While We’re At It
Most people agreed with me when I said that we should all pay more compliments. There are opportunities every day to pay someone a sincere compliment. And we shouldn’t let those opportunities pass by. It’s so easy to make someone’s day.
So speaking of making someone’s day, how about you?
Shouldn’t you be paying yourself some sincere compliments? Why are you so hard on the person you love the most?
Yes, it seemed very silly when Stuart Smalley looked in a mirror and said, “I’m good enough, I’m smart enough, and doggone it, people like me!”
But you know, Stuart (aka Senator Al Franken) said that for the first time on my 40th birthday. And it struck home.
I like myself. I know that I’m smart enough and good enough.
I don’t especially think that people like me. My circle of friends is pretty small. But I don’t have a lot of enemies either. That counts.
I can be pretty critical of myself. I have a lot of faults. But as I have gotten older, I’ve been able to concentrate on my better nature. It’s not that I shouldn’t try to correct my faults. It’s that I shouldn’t dwell on them either.
And the good part of my shortcomings is that I have plenty of fodder for my blog. Why, right after this post full of self-adoration, I plan one on some of my worst traits. So see? Even my faults are useful.
But back to the best of me. (Which isn’t as much fun for you to read about, but I will feel much better.)
I am now going to praise myself.
1. I’m not just smart enough. I am really smart. And I always knew it. But it didn’t make me too obnoxious (some may argue with this) or even too special in my family. I have one sister who was valedictorian just about every year of her school life and a very successful financial executive for more than thirty years, and another sister who was and still is the most amazing, natural musician I ever met. And my little brother could beat me at chess (or cribbage or hearts or gin rummy or Go Fish, for that matter) by the time he was six.

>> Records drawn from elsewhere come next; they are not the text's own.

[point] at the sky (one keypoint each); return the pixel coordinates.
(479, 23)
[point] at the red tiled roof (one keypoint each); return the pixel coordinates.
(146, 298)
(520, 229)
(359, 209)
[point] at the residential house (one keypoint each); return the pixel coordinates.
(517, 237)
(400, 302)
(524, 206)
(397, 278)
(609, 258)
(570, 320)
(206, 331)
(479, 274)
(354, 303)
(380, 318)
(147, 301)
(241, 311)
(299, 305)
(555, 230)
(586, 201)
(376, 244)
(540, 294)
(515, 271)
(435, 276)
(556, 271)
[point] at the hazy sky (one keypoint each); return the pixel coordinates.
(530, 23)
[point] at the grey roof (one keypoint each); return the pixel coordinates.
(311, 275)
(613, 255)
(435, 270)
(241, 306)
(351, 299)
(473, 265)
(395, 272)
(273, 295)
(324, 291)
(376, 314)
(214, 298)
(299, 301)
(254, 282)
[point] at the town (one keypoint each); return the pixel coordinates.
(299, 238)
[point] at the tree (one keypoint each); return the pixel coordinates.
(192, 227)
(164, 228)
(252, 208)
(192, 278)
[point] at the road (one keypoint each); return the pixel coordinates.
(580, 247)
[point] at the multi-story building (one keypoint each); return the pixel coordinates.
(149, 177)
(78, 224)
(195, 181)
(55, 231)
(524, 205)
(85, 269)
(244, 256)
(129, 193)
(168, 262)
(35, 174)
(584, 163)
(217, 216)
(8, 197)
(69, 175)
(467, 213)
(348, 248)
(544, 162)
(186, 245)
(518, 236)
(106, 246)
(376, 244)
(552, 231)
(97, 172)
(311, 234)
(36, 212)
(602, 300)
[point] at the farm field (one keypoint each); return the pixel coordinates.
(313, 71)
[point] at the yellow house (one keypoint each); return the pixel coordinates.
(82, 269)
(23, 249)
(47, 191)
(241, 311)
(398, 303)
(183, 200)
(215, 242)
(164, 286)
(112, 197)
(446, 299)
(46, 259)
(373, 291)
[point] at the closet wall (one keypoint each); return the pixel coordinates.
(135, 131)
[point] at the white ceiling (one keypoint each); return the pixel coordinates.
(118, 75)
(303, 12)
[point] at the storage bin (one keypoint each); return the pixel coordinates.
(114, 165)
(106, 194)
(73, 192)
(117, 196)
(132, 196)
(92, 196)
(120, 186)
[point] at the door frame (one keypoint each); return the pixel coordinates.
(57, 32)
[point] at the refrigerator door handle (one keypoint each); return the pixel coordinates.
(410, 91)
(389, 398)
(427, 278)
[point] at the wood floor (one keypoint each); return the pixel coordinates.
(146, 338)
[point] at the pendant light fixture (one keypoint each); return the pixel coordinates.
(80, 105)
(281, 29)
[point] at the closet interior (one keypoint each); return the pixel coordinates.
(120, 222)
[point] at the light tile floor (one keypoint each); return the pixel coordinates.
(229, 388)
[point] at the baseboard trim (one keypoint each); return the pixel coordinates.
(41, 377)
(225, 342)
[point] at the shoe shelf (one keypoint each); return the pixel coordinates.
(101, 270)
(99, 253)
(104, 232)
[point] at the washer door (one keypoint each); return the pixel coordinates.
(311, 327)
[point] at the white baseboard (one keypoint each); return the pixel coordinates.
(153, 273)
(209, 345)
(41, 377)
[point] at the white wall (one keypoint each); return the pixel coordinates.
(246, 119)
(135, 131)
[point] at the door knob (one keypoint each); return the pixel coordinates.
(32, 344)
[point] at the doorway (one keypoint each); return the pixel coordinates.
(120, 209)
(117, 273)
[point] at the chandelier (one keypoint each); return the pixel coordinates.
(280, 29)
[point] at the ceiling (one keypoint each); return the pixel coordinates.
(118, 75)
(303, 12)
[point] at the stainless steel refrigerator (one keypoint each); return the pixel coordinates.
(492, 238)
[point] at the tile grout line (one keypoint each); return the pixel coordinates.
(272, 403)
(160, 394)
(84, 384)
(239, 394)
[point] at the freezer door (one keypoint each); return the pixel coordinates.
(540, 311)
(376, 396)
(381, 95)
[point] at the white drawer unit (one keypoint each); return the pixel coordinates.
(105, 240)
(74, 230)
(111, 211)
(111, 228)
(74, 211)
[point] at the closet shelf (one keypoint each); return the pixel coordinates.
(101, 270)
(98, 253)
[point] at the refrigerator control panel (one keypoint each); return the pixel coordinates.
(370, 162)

So for a very long time, even though I knew I was smart, I still worried that I wasn’t quite smart enough. But smart doesn’t have to mean “smarter than.” I am just smart.
2. I’m funny. I can make people laugh. I didn’t always know this, because I was a worrier and a whiner as a kid. But somewhere along the line, I stopped worrying. And suddenly I saw the funny side of everything. There is so much to laugh about every day. And I love to make someone laugh.
3. I’m good at my job. I can develop an achievable budget, prepare accurate financial statements, and forecast cash flow. And I’m pleased by the cash flow this career has provided for me. Sure, I’d rather write stories and draw little pictures. But I like my day job.
4. I’m pretty. You have no idea how hard this is for me to write. The way I look has been a disappointment to me my whole life. I have a round face, with my features all grouped very close together around a good-sized nose. I have thin lips (by which I mean ‘none’) and fine limp hair. And the most difficult of all for me to reveal: I have scoliosis. I have a crooked back that is more than just poor posture. I am painfully self-conscious. I choose my seat in a restaurant so my bad side can be against the wall. I always carry a big shoulder bag on my bad side as a disguise. I hate it. I never discuss it. But I decided to write about it for a reason. For a very long time, I thought I was so unattractive that no one would ever love me. But guess what? I look nice. Over the years, I’ve learned to take good care of myself, pick my wardrobe with care, and make the most of what I have. And for some amazing reason, at age sixty, it all came together. I’ve become pretty. Maybe this is only in my own mind. But what better place?
I don’t pay myself enough compliments. But I should.
And you should too. It’s time for you to do some self-complimenting.
You have such special qualities. Look how pretty your eyes are. Look how you can make your kid laugh. How great your spaghetti sauce is. How fast you type. How you pick nice birthday cards.
Look how your dog loves you…would he love a terrible person? Well, yeah, dogs often do, but this time your dog is right.